I once drove a truck exactly like this one when I made deliveries for the byrd cookie company back when I was a senior in high school. It was an old Ford that I believe was built some time during the Roosevelt administration--- and I mean Teddy, not Franklin.

That old bitch was possessed. Stephen King must have seen that thing to get the idea for the book Christine. Yes, it would take off on its own, in low-crawl gear, when you started the engine. The clutch felt like sticking your foot into a vat of jello and the gears seemed to make up their own minds about whether they wanted to mesh or not. I learned to by-pass second gear altogether after a few rides in that suicide machine. It just wasn't worth the effort.

I put that critter into a ditch one day when I was unloading a riding lawn mower from the back. (Long story how I got that job.) I backed up to the ditch, put the truck in first gear, set the parking brake and opened up the back doors. It had a ramp that telescoped out of the back for hauling big loads of cookies, so I extended that. I thought I had figured out a clever way to get that lawn mower off the truck all by myself.

As soon as I rolled the lawn mower onto the ramp, the fucking truck just started BACKING UP, all by ITSELF! I remember jumping out and trying to stop that behemoth with my 145-pound sinew, but it was no use. The truck rolled into the ditch and bogged up to the rear axle in the mud.

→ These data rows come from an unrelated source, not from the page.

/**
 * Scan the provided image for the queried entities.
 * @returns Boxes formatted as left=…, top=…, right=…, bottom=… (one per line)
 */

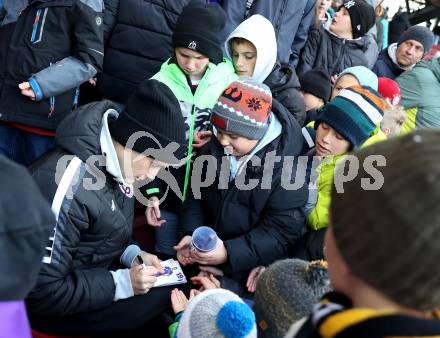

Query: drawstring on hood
left=225, top=14, right=278, bottom=83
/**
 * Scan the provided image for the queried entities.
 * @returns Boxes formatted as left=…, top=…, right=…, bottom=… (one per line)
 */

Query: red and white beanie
left=378, top=77, right=402, bottom=106
left=211, top=79, right=272, bottom=140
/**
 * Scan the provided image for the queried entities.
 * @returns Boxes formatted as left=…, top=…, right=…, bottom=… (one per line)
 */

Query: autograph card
left=153, top=259, right=186, bottom=287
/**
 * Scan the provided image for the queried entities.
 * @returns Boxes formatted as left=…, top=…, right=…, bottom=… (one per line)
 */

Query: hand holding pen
left=129, top=252, right=164, bottom=295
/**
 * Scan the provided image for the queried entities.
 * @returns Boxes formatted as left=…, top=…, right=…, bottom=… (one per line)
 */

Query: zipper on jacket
left=47, top=62, right=55, bottom=117
left=31, top=8, right=49, bottom=44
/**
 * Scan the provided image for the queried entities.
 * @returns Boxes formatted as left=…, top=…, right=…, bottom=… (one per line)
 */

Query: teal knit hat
left=315, top=86, right=385, bottom=148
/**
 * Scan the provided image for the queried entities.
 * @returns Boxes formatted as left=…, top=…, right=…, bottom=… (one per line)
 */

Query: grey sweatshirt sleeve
left=30, top=56, right=97, bottom=101
left=29, top=0, right=104, bottom=101
left=110, top=244, right=141, bottom=302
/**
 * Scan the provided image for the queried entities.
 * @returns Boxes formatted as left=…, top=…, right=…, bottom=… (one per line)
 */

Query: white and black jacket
left=0, top=0, right=104, bottom=130
left=27, top=101, right=134, bottom=316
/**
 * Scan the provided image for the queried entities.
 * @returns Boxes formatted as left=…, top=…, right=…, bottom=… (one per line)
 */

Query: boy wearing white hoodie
left=225, top=14, right=305, bottom=125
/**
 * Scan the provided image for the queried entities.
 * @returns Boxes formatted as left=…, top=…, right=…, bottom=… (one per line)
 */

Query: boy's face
left=300, top=90, right=324, bottom=111
left=316, top=0, right=332, bottom=12
left=176, top=47, right=209, bottom=80
left=231, top=39, right=257, bottom=77
left=324, top=226, right=349, bottom=292
left=217, top=129, right=258, bottom=157
left=315, top=122, right=351, bottom=156
left=330, top=7, right=353, bottom=36
left=396, top=40, right=423, bottom=68
left=121, top=149, right=168, bottom=184
left=331, top=74, right=360, bottom=100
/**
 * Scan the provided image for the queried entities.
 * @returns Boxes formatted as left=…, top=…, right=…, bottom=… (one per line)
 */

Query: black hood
left=55, top=100, right=117, bottom=162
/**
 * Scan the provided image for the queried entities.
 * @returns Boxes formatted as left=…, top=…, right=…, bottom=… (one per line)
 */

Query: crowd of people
left=0, top=0, right=440, bottom=338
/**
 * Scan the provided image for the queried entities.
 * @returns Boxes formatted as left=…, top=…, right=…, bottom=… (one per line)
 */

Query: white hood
left=225, top=14, right=277, bottom=83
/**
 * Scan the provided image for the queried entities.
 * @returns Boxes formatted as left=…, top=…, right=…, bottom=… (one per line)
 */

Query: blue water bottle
left=191, top=226, right=218, bottom=252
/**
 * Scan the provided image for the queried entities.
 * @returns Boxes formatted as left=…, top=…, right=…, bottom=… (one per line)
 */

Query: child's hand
left=171, top=289, right=188, bottom=314
left=246, top=266, right=266, bottom=293
left=191, top=273, right=221, bottom=292
left=174, top=236, right=194, bottom=265
left=145, top=196, right=166, bottom=227
left=191, top=238, right=228, bottom=265
left=193, top=130, right=212, bottom=149
left=129, top=265, right=160, bottom=295
left=18, top=82, right=35, bottom=101
left=198, top=265, right=224, bottom=277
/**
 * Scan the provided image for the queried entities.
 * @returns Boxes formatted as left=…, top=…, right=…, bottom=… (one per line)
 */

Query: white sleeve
left=110, top=269, right=134, bottom=302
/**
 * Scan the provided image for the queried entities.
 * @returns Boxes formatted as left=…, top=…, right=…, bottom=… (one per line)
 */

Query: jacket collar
left=99, top=109, right=131, bottom=187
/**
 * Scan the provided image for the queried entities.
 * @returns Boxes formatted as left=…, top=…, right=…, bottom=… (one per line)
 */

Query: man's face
left=315, top=122, right=350, bottom=156
left=176, top=47, right=209, bottom=80
left=217, top=129, right=258, bottom=157
left=330, top=7, right=353, bottom=37
left=231, top=40, right=257, bottom=77
left=396, top=40, right=424, bottom=68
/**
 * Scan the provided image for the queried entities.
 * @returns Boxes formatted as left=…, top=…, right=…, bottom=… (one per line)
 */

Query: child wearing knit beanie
left=253, top=259, right=331, bottom=338
left=299, top=69, right=332, bottom=125
left=169, top=289, right=257, bottom=338
left=331, top=66, right=378, bottom=100
left=148, top=0, right=238, bottom=256
left=175, top=79, right=307, bottom=288
left=291, top=86, right=385, bottom=260
left=286, top=129, right=440, bottom=338
left=378, top=77, right=408, bottom=137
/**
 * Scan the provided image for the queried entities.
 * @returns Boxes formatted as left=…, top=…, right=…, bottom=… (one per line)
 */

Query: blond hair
left=381, top=98, right=407, bottom=136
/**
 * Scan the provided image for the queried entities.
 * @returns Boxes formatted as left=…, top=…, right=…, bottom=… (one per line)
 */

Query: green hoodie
left=152, top=59, right=238, bottom=198
left=396, top=58, right=440, bottom=132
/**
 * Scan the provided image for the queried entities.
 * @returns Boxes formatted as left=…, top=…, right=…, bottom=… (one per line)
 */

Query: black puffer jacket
left=181, top=101, right=307, bottom=282
left=28, top=101, right=134, bottom=316
left=297, top=29, right=368, bottom=76
left=98, top=0, right=201, bottom=104
left=264, top=63, right=306, bottom=126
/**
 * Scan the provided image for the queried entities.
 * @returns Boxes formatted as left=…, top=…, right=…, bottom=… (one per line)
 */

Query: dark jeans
left=0, top=122, right=55, bottom=167
left=29, top=285, right=179, bottom=337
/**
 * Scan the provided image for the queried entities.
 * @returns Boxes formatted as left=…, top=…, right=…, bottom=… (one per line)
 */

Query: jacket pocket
left=31, top=7, right=49, bottom=45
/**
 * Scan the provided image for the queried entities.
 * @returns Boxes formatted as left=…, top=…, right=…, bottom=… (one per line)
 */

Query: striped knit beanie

I unloaded the lawn mower and tried to get the truck out of the ditch, but it wasn't going anywhere except deeper in the hole it had found to burrow in. I was 18 years old and scared to death because I was gonna have to call my BOSS and tell him how I put his company truck in a ditch. It really wasn't my fault--- that truck was a rolling piece of shit and the parking brake didn't work---but I was really worried at the time.

Luckily for me, an elderly black man happened along about that time. He must have had a landscape and yard-care business, because his old truck was loaded with all kinds of shovels, rakes and trimmers. He saw my dilemma and stopped on the road. "Gotta problem, son?" he asked.

I explained what happened and he said, "Gimme a hand and I'll pull you outta there." He had a tow-strap and I crawled under the truck and hooked it up. He hauled my ass out of that ditch. l will never forget how grateful I was for what he did.

I drove the truck back to the Cookie Factory that night and washed all the mud off of it (that was one of my MANY jobs there--- I had to wash every truck every day), but this time I was getting rid of incriminating evidence. I never told Mr. Byrd about that incident.

But I started hauling two cinder blocks in the back after that, and whenever I parked that truck, I chocked the wheels, front and back. That bitch bit me once, but I wasn't going to give it a second chance. I never put it in a ditch again.

By the way, I was delivering the lawn mower to Mr. Byrd's house and I had to go over there the next day and cut his grass. When I was finished with THAT job, I had to get the lawn mower back on the truck and haul it back to the Cookie Factory. I managed.

And I kept the truck out of the ditch, too.


Thanks for the link, despite the fact I been bit, I still love old trucks and tractors. They represent all the good things from America's past. Big, tough, and no nonsense.